Kelly’s defeat signals long-term, national implications for the Republican Party far more consequential than any of the legal challenges now facing Trump. Kelly lost in part because he was portrayed to his detriment as an anti-abortion hardliner. But Kelly was also framed as a Trump surrogate who was instrumental in the legal effort to overturn the 2020 election results. 

“A Donald Trump ally who advised Republicans on legal efforts to overturn the 2020 presidential race has advanced to the Wisconsin Supreme Court general election, putting him one step closer to a seat on the powerful bench,” NBC News blared on Feb. 21.   

On March 31, Ben Wikler, chair of the Democratic Party of Wisconsin, tweeted: “Democracy itself is on the ballot. If a lawsuit to overturn the 2024 Presidential election reaches our state Supreme Court—as it did in 2020—Dan Kelly would choose MAGA over democracy. He advised the fake elector scheme in 2020. Don’t let him on the court.”   

Wikler included a link to an Associated Press story republished through PBS Wisconsin about how Kelly was paid by state and national Republicans to advise on election issues in 2020.  

During the final campaign finance reporting period between Feb. 7 and March 20, Protasiewicz raised more than five times as much money as Kelly. An article in Wisconsin Watch reported that Protasiewicz had “a lopsided advantage in direct donations.”

While the right indulged in sharing memes of Trump with red laser beams emitting from his eyes captioned “Retribution 2024”—the political equivalent of autoerotic asphyxiation—Democrats were focused on their ground game in Wisconsin. Their hard work paid off.  

Naturally, Trump’s minions took to social media to argue that Kelly lost because he was a terrible candidate who did not prostrate himself before the former president to beg for an endorsement. Trump himself glibly celebrated Kelly’s defeat in a Truth Social post, writing, “How foolish is a man that doesn’t seek an Endorsement that would have won him the Election?”

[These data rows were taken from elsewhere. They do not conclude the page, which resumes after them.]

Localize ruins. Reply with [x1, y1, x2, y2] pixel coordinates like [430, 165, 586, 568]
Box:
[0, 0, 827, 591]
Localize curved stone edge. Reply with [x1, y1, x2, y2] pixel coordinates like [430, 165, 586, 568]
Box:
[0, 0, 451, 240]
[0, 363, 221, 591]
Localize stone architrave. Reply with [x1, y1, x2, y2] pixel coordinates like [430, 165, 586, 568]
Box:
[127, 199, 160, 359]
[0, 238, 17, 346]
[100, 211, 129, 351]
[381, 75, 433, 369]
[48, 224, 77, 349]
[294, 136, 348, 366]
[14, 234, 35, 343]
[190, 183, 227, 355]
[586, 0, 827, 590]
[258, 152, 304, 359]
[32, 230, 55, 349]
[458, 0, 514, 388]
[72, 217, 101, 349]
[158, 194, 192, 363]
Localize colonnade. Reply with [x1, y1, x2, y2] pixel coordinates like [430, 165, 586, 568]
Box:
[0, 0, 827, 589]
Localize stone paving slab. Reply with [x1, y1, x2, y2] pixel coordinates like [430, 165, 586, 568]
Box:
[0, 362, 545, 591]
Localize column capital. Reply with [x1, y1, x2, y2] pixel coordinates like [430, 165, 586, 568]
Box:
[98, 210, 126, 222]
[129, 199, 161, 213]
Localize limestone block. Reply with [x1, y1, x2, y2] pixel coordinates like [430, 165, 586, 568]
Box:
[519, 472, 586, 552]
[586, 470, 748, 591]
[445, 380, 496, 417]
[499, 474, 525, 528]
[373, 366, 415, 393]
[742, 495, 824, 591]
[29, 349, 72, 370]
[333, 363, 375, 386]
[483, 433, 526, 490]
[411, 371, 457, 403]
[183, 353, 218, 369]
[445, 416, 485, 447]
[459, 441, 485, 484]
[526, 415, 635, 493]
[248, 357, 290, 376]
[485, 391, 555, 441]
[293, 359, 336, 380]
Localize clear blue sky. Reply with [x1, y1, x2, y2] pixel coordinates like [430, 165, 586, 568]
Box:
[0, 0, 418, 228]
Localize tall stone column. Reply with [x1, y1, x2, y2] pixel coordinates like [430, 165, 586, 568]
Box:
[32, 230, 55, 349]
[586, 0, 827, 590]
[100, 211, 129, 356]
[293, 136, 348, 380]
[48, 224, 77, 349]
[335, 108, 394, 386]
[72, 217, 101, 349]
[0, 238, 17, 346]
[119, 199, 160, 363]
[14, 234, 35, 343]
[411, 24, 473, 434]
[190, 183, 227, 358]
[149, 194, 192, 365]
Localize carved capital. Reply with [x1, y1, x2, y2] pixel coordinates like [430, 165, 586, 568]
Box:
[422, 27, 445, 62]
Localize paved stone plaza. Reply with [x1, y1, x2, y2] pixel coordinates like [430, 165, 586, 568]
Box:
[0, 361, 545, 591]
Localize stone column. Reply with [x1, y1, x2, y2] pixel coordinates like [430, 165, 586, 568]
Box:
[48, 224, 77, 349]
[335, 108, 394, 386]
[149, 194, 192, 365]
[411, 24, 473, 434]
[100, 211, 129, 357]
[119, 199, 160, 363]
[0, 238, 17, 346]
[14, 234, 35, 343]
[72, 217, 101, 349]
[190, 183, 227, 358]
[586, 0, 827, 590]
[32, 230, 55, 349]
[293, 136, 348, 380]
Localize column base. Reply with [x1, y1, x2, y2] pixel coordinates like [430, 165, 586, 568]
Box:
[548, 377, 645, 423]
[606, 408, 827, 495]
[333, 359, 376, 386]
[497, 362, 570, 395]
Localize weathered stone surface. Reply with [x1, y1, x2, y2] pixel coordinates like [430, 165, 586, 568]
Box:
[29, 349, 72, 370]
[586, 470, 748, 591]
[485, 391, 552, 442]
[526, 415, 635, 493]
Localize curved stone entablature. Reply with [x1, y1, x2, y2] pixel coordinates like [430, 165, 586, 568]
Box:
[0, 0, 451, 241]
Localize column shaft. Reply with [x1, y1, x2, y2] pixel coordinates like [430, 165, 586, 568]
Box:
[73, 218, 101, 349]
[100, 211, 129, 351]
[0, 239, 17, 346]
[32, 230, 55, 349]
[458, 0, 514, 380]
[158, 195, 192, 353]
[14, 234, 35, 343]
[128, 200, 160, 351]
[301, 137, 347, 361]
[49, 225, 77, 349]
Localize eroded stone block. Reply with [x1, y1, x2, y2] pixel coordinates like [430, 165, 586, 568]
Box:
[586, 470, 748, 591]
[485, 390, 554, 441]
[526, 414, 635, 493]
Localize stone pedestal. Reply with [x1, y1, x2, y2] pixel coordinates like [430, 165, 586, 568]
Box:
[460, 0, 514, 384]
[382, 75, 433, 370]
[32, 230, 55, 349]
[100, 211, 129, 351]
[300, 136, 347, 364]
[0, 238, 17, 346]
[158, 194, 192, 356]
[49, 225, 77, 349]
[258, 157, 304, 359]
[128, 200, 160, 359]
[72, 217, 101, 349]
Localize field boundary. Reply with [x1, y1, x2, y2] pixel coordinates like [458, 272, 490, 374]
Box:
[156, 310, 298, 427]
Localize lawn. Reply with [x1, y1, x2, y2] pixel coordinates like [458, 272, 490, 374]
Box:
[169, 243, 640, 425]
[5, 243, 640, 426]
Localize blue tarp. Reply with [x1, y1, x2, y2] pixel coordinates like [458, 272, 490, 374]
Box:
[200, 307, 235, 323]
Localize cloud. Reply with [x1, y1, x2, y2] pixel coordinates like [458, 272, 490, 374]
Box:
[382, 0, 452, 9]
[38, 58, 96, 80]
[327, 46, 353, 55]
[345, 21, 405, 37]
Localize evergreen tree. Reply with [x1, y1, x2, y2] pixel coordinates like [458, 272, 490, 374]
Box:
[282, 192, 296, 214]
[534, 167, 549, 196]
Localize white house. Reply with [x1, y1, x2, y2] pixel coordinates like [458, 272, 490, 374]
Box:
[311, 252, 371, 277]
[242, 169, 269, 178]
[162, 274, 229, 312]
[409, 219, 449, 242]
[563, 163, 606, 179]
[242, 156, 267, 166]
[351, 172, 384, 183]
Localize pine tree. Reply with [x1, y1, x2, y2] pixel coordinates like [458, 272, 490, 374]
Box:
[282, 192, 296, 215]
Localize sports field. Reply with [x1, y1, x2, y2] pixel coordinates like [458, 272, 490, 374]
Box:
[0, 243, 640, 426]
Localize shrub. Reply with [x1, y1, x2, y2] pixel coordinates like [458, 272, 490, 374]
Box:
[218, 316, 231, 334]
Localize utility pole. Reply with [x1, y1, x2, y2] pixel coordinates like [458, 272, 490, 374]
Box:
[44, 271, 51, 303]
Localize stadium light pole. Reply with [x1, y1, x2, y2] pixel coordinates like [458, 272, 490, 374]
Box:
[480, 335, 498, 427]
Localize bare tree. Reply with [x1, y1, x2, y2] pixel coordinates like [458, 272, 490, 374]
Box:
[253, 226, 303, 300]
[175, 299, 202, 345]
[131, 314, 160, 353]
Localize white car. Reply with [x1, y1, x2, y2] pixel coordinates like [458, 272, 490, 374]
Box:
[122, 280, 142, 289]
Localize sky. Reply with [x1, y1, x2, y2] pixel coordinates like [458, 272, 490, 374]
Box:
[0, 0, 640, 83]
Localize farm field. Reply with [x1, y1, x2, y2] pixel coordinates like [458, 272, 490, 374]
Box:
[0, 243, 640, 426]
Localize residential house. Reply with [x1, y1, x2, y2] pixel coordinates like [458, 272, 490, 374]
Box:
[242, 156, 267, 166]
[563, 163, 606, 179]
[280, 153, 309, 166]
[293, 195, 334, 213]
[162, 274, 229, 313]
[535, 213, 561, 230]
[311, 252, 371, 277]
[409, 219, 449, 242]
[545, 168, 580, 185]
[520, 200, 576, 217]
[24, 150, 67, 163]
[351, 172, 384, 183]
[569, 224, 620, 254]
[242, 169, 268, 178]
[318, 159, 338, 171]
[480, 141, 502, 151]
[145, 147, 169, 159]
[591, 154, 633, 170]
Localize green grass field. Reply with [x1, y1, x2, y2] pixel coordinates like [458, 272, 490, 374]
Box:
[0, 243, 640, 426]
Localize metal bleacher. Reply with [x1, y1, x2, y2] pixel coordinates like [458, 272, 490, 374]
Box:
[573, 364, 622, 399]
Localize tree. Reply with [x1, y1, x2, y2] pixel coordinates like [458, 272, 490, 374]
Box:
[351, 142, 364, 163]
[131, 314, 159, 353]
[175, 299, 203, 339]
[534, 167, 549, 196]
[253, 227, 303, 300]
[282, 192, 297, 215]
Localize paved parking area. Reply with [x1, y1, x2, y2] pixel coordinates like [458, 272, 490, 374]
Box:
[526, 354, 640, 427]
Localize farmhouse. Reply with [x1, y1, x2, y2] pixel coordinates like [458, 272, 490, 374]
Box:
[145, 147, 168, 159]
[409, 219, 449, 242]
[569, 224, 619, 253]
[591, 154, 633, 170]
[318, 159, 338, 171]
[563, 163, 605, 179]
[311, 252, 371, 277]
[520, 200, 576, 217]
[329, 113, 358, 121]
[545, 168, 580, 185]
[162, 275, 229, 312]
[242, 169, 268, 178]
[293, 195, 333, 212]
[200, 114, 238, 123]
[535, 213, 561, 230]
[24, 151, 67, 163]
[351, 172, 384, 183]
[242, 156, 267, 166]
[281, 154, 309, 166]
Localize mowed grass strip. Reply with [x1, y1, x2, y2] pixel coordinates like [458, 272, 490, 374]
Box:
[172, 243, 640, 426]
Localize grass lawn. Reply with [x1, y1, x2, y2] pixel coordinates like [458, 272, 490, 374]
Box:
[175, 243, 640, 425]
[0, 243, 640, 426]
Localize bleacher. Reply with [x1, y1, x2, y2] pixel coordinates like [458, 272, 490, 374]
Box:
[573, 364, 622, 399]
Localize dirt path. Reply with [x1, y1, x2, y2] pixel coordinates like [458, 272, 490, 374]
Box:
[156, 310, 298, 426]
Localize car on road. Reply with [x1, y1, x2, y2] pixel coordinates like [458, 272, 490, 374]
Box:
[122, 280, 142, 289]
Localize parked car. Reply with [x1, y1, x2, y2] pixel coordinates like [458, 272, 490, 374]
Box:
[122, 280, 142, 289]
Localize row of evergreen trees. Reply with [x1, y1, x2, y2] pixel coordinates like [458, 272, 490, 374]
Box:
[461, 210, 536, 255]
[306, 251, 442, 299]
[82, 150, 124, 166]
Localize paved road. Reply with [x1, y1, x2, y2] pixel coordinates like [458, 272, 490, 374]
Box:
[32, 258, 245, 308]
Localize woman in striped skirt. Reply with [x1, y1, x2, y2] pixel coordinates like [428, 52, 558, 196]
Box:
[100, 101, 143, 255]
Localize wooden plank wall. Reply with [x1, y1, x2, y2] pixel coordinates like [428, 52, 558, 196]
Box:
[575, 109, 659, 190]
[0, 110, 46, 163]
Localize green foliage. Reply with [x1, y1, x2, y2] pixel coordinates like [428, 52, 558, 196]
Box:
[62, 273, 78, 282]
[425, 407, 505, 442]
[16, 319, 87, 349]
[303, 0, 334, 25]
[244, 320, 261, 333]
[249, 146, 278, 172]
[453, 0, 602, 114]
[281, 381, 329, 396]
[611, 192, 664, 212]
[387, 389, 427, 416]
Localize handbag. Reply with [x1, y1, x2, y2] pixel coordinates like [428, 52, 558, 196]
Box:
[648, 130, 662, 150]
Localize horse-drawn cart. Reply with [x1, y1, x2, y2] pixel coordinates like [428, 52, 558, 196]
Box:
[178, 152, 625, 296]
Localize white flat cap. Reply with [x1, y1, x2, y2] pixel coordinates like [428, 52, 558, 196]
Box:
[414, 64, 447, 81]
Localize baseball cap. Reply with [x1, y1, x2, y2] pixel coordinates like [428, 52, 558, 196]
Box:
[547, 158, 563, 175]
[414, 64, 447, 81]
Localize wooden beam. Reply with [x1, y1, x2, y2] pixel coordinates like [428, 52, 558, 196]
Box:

Trump didn’t say anything about how this loss would affect conservatives in Wisconsin, the people he and the GOP claim to represent. Perhaps he isn’t intelligent enough to understand the ramifications of what just transpired. 

In reality, it was Kelly’s already-established association with Trump that contributed to his loss. Trump had endorsed Kelly in 2020 Wisconsin Supreme Court election, and Kelly had lost then, too, just as Trump had lost the state in the general election.

In audio recordings obtained by the Associated Press from a former Republican campaign operative, members of Trump’s campaign conceded Democrats had outworked them in Wisconsin during the 2020 election, beating them fair and square. They praised the turnout efforts of their victorious opponents and then resolved to blame widespread voter fraud for their loss.

“Here’s the drill: Comms is going to continue to fan the flame and get the word out about Democrats trying to steal this election,” said Andrew Iverson, who was the head of Trump’s campaign in the state. “We’ll do whatever they need (inaudible) help with. Just be on standby in case there’s any stunts we need to pull.”

In other words, Trump’s campaign deliberately lied to Republican voters about why he lost the state. They could get away with that because it was what Trump wanted to hear.

Barr is right: the Democrats want to face Trump in 2024. Not only because he’s likely to lose again, but because he deceives his own side. If Trump can’t be honest with his own people about why he lost and fix the mistakes, there is no reason to believe that 2024 will be different than 2020.